We are looking to move house. We have accepted an offer of £190k (which equates to the valuation of our current property) for our house and have had a bid of £155k accepted for a house with a valuation of £175k.

Our existing mortgage is Interest Only for £78k (we have other savings in place to allow this amount to be repaid at the end of the term) and has a remaining term of 9 years. We are both self employed having started a new business four years ago. After two years of losses we turned a small profit of approx £4k each of the last two years and are entitled to working tax credits. We live within our means and have good credit ratings. We have never defaulted on any payments and have no current loans.

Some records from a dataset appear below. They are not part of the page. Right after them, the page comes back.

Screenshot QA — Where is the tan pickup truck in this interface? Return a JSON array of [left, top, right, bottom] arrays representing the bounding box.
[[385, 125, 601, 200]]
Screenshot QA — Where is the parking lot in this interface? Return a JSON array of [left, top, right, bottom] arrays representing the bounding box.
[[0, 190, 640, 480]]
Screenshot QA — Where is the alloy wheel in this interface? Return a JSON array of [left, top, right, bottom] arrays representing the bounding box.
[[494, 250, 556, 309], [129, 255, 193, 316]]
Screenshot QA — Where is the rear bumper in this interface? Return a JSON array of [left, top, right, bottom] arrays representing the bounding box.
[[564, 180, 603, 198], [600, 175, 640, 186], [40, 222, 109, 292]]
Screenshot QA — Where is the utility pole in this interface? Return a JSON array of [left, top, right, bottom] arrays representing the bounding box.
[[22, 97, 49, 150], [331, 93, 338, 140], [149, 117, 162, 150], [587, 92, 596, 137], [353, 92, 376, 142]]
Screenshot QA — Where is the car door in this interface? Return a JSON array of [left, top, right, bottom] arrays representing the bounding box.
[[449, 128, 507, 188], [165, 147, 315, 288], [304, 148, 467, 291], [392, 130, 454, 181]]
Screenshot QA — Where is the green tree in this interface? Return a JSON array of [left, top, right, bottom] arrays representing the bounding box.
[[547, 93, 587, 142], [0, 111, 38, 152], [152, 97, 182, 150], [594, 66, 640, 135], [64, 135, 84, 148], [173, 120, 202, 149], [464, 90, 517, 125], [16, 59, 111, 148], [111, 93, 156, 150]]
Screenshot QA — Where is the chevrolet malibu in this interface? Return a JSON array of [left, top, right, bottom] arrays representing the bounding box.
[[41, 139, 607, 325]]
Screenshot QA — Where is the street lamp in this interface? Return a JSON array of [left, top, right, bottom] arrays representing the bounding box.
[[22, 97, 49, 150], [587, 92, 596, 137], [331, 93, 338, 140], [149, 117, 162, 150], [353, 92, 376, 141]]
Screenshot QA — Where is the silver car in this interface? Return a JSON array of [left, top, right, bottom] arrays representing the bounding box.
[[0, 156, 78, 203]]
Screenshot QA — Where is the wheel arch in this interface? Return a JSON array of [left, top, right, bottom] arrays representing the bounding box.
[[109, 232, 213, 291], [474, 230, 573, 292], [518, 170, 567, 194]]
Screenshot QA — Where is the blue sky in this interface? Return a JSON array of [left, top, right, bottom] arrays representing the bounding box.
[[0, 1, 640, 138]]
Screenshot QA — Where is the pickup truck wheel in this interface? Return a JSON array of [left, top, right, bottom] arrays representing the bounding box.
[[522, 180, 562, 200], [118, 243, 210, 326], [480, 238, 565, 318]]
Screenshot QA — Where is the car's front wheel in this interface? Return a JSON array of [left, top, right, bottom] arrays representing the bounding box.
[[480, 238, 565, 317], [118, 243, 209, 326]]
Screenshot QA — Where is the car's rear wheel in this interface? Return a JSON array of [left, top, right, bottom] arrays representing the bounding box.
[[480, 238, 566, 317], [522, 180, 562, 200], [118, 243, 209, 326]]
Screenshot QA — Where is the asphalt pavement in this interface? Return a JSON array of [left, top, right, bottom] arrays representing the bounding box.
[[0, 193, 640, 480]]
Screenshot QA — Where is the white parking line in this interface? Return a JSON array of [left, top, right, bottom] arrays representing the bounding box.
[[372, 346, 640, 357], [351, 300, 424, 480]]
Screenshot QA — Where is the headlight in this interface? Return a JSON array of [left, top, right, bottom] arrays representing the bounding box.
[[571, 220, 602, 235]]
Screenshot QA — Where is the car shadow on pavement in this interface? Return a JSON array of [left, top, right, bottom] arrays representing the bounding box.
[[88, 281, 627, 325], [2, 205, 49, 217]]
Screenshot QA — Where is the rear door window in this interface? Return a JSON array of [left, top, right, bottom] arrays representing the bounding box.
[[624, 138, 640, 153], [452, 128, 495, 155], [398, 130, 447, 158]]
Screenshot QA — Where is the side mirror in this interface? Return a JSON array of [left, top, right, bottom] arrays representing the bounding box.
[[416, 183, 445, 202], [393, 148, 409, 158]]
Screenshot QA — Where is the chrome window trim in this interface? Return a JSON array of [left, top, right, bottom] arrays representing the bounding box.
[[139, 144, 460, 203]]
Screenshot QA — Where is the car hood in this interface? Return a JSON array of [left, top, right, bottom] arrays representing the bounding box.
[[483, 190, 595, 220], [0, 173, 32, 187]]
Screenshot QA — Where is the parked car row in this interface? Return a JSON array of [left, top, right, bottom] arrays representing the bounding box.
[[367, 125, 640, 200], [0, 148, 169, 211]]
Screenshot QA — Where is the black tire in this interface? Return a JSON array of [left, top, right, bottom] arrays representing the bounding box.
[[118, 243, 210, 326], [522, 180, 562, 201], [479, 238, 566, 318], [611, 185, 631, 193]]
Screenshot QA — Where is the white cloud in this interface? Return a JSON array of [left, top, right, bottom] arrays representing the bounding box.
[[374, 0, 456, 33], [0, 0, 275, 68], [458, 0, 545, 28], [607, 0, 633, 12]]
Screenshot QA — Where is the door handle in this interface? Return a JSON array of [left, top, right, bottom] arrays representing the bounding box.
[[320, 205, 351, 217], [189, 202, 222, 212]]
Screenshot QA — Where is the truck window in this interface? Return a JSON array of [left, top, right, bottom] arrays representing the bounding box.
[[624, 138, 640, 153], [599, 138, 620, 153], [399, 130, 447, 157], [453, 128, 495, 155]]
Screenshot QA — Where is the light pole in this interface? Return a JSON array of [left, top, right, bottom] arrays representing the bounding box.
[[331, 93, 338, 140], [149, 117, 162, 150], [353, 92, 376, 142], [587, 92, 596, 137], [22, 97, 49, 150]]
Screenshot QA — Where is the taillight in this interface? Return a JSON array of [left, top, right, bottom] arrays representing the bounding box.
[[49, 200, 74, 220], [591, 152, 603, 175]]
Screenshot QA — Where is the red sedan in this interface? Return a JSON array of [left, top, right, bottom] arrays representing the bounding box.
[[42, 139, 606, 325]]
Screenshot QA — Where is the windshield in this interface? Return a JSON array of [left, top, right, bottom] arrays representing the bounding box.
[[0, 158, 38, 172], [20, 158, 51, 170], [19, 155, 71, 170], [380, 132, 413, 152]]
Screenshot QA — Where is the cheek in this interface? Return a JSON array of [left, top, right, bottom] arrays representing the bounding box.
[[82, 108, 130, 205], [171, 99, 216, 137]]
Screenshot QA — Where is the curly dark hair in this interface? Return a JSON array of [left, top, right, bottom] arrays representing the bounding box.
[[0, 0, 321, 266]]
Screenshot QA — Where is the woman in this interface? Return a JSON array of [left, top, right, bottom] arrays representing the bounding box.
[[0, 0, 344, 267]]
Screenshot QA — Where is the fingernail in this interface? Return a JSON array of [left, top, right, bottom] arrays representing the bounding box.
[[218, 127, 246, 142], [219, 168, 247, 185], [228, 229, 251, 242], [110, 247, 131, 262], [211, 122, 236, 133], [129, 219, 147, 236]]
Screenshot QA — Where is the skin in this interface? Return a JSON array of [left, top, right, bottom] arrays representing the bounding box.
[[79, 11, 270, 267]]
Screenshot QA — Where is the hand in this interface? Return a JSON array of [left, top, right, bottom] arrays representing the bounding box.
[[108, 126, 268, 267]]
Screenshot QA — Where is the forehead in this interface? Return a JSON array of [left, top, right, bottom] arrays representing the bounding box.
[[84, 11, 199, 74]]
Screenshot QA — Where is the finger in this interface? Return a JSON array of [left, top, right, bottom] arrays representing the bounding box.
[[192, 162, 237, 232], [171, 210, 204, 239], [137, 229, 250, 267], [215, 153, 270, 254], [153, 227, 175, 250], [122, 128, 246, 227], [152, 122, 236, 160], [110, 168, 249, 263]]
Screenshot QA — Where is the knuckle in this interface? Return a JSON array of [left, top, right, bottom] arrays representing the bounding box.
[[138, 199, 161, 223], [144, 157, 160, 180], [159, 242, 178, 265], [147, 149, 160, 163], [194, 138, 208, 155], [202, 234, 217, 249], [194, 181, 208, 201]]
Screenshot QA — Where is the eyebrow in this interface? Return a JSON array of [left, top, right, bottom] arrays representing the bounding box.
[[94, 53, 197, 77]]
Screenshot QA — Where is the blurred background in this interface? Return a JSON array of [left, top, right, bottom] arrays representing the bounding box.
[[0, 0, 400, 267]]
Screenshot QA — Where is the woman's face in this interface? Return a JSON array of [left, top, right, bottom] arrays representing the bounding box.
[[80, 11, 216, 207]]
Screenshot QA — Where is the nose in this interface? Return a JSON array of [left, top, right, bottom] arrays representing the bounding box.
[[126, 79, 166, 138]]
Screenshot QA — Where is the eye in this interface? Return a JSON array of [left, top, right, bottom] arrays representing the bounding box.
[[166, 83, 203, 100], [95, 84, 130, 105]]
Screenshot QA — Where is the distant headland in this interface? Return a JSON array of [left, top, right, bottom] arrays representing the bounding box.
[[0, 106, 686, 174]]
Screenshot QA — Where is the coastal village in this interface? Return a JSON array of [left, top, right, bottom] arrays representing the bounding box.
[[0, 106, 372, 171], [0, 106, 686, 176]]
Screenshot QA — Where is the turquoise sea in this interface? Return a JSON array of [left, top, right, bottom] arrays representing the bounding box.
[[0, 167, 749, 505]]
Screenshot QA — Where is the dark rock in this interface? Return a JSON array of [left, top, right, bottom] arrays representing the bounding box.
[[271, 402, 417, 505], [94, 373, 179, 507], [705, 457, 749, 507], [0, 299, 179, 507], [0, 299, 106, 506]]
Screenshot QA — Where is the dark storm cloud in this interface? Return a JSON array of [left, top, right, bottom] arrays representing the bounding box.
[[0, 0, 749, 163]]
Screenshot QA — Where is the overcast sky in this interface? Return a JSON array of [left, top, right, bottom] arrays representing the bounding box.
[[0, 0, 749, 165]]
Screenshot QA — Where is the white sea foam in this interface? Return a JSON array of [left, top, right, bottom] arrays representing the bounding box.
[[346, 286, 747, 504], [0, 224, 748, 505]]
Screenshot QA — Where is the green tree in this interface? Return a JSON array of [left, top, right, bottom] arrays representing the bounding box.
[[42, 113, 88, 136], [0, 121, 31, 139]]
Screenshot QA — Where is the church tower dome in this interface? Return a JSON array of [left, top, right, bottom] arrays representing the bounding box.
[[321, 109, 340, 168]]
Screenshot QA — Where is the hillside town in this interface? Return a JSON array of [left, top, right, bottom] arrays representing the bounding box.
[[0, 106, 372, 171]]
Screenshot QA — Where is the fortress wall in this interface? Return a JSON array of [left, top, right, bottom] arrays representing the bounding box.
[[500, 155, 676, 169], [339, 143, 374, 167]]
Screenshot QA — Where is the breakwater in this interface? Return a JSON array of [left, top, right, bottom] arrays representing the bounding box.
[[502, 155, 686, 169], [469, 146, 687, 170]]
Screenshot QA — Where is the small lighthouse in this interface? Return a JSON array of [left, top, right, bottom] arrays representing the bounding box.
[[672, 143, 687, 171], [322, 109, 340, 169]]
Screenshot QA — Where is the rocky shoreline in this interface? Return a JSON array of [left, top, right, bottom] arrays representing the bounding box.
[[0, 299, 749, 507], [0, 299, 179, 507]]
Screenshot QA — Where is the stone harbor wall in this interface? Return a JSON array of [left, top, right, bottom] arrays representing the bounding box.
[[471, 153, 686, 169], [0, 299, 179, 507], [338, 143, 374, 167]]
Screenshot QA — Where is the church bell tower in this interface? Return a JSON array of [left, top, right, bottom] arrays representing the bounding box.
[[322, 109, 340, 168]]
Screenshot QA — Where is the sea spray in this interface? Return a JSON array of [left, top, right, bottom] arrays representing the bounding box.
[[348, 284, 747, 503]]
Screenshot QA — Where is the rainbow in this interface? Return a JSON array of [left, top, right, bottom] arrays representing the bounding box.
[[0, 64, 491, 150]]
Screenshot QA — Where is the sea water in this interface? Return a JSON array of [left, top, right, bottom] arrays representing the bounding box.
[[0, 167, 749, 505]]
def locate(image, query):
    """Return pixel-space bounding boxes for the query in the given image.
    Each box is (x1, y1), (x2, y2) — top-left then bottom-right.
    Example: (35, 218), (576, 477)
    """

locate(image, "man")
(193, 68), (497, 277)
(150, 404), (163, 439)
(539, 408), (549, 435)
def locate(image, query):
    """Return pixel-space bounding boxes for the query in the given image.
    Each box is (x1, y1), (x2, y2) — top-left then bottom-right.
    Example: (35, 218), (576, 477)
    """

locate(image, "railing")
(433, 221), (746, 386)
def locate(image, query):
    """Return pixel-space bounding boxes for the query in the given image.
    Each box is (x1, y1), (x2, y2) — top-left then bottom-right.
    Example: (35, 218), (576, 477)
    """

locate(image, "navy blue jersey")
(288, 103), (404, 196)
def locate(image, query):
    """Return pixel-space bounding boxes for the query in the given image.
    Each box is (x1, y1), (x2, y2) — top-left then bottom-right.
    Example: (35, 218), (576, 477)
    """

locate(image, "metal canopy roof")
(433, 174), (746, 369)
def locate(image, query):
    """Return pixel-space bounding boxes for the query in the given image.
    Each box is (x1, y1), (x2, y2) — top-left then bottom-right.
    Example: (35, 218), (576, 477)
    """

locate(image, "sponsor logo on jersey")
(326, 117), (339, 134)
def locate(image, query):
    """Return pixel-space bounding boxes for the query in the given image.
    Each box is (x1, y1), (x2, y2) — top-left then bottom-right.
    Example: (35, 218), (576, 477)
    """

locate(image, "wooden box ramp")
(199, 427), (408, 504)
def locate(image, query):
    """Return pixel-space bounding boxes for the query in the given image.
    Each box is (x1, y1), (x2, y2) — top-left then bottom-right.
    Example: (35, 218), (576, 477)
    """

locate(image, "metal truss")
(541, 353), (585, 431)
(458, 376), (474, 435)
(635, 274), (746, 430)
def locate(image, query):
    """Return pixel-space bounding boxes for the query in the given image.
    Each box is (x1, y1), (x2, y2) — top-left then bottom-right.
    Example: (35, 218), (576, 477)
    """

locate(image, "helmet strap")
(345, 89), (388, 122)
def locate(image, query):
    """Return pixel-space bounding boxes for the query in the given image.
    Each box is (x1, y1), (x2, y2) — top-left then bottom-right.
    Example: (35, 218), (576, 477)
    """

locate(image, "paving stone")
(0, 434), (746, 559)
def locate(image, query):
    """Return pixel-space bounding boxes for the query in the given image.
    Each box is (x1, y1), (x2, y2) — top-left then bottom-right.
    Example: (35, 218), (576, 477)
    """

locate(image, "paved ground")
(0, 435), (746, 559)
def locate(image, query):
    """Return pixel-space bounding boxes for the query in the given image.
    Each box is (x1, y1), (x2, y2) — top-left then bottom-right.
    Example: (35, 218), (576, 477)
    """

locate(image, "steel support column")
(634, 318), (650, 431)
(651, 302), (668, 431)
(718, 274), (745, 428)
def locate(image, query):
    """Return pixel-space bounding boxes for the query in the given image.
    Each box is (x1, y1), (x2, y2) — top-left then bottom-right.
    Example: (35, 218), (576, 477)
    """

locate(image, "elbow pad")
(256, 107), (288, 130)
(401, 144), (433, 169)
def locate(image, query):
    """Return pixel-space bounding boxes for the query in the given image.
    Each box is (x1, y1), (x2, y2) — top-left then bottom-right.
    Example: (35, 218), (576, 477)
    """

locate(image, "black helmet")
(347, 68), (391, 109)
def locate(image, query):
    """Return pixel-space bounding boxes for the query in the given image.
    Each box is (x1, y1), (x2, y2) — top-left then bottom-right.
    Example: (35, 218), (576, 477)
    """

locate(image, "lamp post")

We want to reduce our mortgage to £70k or £65k and perhaps naively thought that because we wanted to reduce our borrowings and would have a low LTV of around 42% that our current lender would see this as a lower risk and approve the port of the mortgage.

The property we hope to buy needs modernisation so we wanted to keep some equity from our sale to help fund this but if necessary we could drop our new mortgaged requirement to £53k.

Unfortunately it appears porting a mortgage is classed as applying for a new mortgage and we are having problems with our lender. They haven't said no yet, but they haven't said yes either. We are comfortable with our ability to pay this mortgage even if it meant taking p/t employment as well as growing our business.

Any words of wisdom would be appreciated ! Would a morgage broker be able to find alternatives ?

Comments

  • poacherp
    poacherp Posts: 1,696 Forumite
    Sounds like you're going to have a problem if your earned income is only £4,000 pa each. Best way forward is perhaps to seek advice from a mortgage adviser or IFA and provide full details of income from all sources. Most mortgage lenders will not take tax credits into consideration but you could look at TMW which is part of the Nationwide.
  • Thrugelmir
    Thrugelmir Posts: 89,546 Forumite
    Part of the Furniture 10,000 Posts Name Dropper Photogenic
    With a profit of only £4k from your business. Then presumably you are living on savings.

    Porting merely refers to the transfer of the terms of the mortgage i.e. interest rate, not the mortgage itself. This in itself is treated as a new application.
  • _Andy_
    _Andy_ Posts: 11,150 Forumite
    On that income it will be a straight decline.